It sounds like they are "digesting" various aspects of the document into numeric values that can then be compared.
Let's take the simplest case - where you are only interested in detecting an EXACT duplicate. Of course, this wouldn't work in a practical sense, since EXACT duplicates are unlikely. But let's just do it as an exercise.
This is really easy - simply run a MD5 or similar hashing algorithm on the page. This is quick to do, and is done only once when the page is spidered.
The probability of two different pages generating the exact same MD5 is very low. One can pretty-much assume that two documents that have the same MD5 are identical. In any case, a rote comparison can be done among pages that have identical MD5s to make a final determination.
Simply create a database index of the MD5s, and now you can tell just about instantly whether duplicates exist, and also very quickly access all of the duplicates.

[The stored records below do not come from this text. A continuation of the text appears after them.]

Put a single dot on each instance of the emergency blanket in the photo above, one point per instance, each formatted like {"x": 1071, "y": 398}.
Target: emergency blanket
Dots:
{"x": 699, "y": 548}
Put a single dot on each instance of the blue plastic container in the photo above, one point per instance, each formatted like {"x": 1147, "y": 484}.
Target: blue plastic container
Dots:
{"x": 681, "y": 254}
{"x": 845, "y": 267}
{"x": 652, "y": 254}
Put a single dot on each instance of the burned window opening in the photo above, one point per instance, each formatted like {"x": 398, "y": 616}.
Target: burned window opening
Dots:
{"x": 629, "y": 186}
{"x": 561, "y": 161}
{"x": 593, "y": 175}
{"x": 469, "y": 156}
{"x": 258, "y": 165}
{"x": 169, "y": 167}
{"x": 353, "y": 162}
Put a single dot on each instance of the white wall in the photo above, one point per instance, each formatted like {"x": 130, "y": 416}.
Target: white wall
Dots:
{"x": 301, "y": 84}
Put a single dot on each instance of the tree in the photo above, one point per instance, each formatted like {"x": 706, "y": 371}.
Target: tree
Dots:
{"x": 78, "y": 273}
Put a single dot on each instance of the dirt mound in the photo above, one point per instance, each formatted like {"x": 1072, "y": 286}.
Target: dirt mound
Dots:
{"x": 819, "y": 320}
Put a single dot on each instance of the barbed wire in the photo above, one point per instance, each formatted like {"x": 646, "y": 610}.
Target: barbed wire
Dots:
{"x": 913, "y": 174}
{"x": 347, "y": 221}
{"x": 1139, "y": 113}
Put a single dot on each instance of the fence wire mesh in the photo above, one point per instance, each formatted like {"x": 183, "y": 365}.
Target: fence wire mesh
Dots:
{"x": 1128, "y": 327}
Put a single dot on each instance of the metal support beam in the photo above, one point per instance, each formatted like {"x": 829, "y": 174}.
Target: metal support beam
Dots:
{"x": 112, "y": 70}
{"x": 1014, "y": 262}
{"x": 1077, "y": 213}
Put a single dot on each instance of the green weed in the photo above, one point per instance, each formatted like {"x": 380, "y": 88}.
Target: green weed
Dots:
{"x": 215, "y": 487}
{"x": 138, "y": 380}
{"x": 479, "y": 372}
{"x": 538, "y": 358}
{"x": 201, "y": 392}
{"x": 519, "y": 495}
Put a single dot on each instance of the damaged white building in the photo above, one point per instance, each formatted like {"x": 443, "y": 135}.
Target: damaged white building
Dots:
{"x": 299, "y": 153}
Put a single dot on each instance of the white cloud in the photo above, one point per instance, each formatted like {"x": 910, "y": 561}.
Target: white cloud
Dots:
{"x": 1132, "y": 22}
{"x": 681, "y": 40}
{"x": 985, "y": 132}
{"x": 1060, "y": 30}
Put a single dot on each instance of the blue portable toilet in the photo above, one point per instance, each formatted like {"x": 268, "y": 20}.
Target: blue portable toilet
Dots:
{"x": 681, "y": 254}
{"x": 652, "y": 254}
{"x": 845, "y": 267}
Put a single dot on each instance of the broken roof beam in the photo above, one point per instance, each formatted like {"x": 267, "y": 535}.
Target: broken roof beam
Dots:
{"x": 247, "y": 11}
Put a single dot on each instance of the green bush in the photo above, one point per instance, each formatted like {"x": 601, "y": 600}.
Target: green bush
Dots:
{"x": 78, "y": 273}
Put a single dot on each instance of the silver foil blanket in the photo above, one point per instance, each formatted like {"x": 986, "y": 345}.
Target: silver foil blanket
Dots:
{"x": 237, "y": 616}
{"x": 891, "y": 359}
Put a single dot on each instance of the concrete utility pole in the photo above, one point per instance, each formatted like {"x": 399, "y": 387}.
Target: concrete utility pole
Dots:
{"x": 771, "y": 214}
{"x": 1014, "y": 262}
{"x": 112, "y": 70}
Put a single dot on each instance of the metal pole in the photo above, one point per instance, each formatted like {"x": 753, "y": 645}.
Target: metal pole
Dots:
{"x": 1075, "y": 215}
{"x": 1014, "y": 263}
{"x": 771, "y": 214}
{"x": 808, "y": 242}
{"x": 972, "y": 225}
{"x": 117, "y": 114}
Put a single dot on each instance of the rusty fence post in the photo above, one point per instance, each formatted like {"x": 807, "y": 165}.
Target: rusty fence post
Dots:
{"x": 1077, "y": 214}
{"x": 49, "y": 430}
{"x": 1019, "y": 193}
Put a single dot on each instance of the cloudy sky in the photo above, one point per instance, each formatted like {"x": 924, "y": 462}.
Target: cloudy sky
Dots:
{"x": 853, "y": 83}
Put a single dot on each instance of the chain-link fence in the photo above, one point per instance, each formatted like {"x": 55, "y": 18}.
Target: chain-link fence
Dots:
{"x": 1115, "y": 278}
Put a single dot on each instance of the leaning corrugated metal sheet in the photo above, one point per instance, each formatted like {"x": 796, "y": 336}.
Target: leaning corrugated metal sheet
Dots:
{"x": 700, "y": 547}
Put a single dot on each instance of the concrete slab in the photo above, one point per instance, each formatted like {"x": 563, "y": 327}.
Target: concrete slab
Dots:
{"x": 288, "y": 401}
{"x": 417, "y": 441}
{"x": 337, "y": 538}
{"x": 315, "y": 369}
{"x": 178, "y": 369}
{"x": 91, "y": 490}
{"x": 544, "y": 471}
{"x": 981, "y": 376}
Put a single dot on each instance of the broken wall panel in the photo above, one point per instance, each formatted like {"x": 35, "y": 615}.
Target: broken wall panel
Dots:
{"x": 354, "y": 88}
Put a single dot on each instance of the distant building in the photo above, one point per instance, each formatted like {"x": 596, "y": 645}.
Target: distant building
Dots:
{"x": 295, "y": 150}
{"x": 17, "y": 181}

The problem with using a MD5 for this is that if you change just one letter in the document, it will generate a radically different MD5 value. MD5 was designed to do that. But imagine a different hashing algorithm that would generate a nearby number for a document that has one letter different, and a nearby but further number for a document that has one or two words different.
What Google is doing apparently is a bit more complex than this - they mention a vector, so they are digesting a page into a series of values, not just one, then summing those values (each multiplied by a weight).
I would bet that they have a number of algorithms that each boils some aspect of the document down to a value that can be compared linearly, such that the closer the values, the more likely the documents being compared are identical or similar.
The most obvious parameters of a document that might be measured thusly have trivial hashing algorithms - in fact, the hash is equal to the parameters - word count and letter count. If document A is 1000 words long, and document B is 10000 words long, they aren't likely to be identical. If they are 1000 and 1001 words long, more likely.
Now add letter frequencies, most-occurring words and their frequencies, etc.
As another example, there are statistical tests for "grade level" of writing. (Most word-processing packages have this buried somewhere...) A document written at a 10'th grade level isn't likely to be identical to a documented written at a college-graduate level.
Measure spelling errors. Grammar errors. Regionalisms. "Voice". (Oh, webwork will like that one! :) ) etc, etc, etc.
It's a game of divide and conquer. How can you quickly rule-out vast numbers of documents as "not duplicate" using simple, easily-compared and indexed values?
Now, start out by doing a search, but disable the parts of Google's search algorithm that deal with PR, links, authority, trust, etc. In other words, just a search for the terms the user asked for, with no other fiddling. You've already narrowed the universe of possible duplicates, and I'd imagine that's where the rest of the magic takes off from.